If you act logically, your answer in both scenarios should be the same. The question is whether you’ll spend €20 more to see the show. However, because of the existence of different mental accounts, as a general rule, the decision isn’t the same for each scenario. In the first scenario (where you lose €20), most people don’t think of the lost €20 as part of their mental account for ‘entertainment’, because they still haven’t spent it or assigned it to that account. So they’re more likely to buy another €20 ticket to the show. By contrast, in the second scenario, the money had been spent and hence added to the mental account for entertainment. So they’re less likely to buy a new ticket.


Thaler is also known for his work on the ‘Nudge’, right ?
Yes. In fact, Thaler is one of the founding fathers of Nudge theory, which he put forth in an essay co-written in 2009 with Cass Sunstein, a professor of law at Harvard University. In this work, the authors advocate a form of ‘soft’ intervention, otherwise known as ‘liberal paternalism’: individuals remain free to choose but are encouraged to take one path instead of another by exposing them to a carefully studied and developed ‘architecture of choice’. For example, Amsterdam airport, in the Netherlands, got the idea to put stickers in the shape of flies at the bottom of urinals, in order to encourage men to use ‘good aim’ and reduce the costs of cleaning the toilets. It has to be said, projections fell by 80% !
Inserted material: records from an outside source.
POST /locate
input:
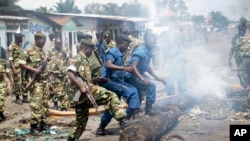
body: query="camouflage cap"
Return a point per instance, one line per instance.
(40, 34)
(87, 43)
(18, 35)
(107, 34)
(124, 38)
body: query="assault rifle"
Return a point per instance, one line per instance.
(42, 67)
(88, 94)
(98, 57)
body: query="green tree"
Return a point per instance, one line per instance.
(243, 20)
(94, 8)
(68, 6)
(197, 19)
(9, 5)
(134, 9)
(44, 9)
(219, 20)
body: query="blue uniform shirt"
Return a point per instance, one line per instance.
(142, 56)
(101, 49)
(116, 57)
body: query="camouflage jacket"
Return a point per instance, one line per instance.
(34, 56)
(243, 46)
(14, 52)
(81, 67)
(110, 45)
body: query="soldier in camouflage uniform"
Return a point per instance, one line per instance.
(31, 60)
(57, 66)
(80, 68)
(108, 42)
(14, 52)
(3, 84)
(237, 52)
(135, 42)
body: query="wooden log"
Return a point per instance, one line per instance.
(182, 101)
(236, 90)
(151, 128)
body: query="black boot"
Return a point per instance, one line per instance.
(70, 139)
(43, 126)
(34, 130)
(63, 109)
(136, 114)
(18, 100)
(2, 117)
(102, 131)
(124, 122)
(149, 110)
(25, 99)
(56, 105)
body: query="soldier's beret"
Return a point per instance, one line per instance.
(107, 34)
(135, 32)
(79, 34)
(87, 42)
(124, 38)
(99, 34)
(40, 34)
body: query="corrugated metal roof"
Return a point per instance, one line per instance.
(13, 18)
(132, 19)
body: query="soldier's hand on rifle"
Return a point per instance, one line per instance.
(146, 82)
(129, 69)
(83, 89)
(15, 73)
(162, 81)
(37, 71)
(230, 64)
(11, 84)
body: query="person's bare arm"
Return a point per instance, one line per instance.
(137, 73)
(152, 73)
(74, 80)
(112, 66)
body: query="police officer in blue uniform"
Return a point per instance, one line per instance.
(140, 61)
(114, 70)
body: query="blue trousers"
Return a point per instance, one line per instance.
(149, 91)
(122, 89)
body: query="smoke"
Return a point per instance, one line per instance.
(205, 70)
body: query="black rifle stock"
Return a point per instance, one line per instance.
(88, 94)
(98, 58)
(42, 67)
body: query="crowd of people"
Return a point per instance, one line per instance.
(102, 73)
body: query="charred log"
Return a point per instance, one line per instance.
(151, 128)
(182, 101)
(236, 90)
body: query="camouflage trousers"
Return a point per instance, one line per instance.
(39, 102)
(3, 85)
(17, 83)
(60, 95)
(102, 97)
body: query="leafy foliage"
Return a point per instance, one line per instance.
(219, 21)
(178, 6)
(44, 9)
(9, 5)
(68, 6)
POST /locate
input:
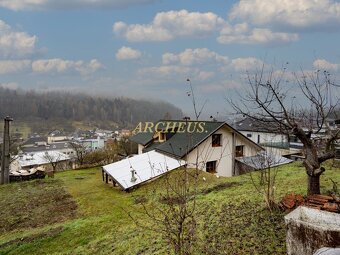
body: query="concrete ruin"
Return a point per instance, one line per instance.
(310, 229)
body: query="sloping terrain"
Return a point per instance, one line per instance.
(230, 215)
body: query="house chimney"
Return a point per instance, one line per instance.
(133, 177)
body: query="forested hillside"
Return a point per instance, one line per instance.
(30, 105)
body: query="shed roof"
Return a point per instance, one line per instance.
(41, 158)
(146, 166)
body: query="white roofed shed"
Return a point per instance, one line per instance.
(130, 172)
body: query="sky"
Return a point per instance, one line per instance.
(148, 49)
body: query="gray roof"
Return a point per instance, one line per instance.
(35, 139)
(249, 124)
(142, 138)
(180, 144)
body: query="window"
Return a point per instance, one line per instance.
(211, 167)
(216, 140)
(162, 136)
(239, 151)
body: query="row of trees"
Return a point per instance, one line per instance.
(30, 105)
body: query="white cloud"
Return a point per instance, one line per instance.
(14, 66)
(15, 44)
(57, 65)
(9, 85)
(167, 71)
(18, 5)
(126, 53)
(204, 75)
(241, 33)
(169, 25)
(246, 64)
(288, 13)
(194, 56)
(323, 64)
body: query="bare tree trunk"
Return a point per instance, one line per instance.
(313, 184)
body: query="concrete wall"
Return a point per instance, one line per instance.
(309, 230)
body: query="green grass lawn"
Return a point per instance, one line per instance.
(231, 217)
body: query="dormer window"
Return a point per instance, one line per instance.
(216, 140)
(162, 137)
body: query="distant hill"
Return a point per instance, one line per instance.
(52, 107)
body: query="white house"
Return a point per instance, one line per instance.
(210, 146)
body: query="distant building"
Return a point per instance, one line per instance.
(26, 161)
(62, 147)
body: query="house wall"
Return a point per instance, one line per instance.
(140, 148)
(224, 155)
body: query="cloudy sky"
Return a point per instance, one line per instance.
(148, 48)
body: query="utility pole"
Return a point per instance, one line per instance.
(5, 152)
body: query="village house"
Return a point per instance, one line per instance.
(214, 147)
(41, 160)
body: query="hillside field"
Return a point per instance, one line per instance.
(76, 213)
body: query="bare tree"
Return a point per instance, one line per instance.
(269, 102)
(264, 179)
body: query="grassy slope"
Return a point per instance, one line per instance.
(103, 227)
The Nudge is based on the idea that if individuals aren’t able, because of their ‘cognitive biases’, to make the decisions that are best for them, their choice should be guided to help them.


How do you talk to MBS students about Thaler’s work ?

In all the courses I teach at MBS, I strive to convey to students the results of research papers either in ‘theoretical’ courses or in projects that the students work on. For example, in the PMGE M2 and MSc course in marketing entitled ‘Consumer Behaviour and Psychology’, students in previous years have taken part in the Nudge Challenge, organised by Nudge France, to encourage environmentally responsible behaviour. In 2015, for the ‘COP21’ edition of the challenge, an MBS team took home the award for the most liked video on Facebook! In 2016, with the theme ‘Paris 2024’, a group of MBS students were among the 16 challenge finalists who travelled to the capital to defend their idea in a pitch. This year, because of the timing of the challenge, we couldn’t participate, but all my courses address Nudge theory from various angles.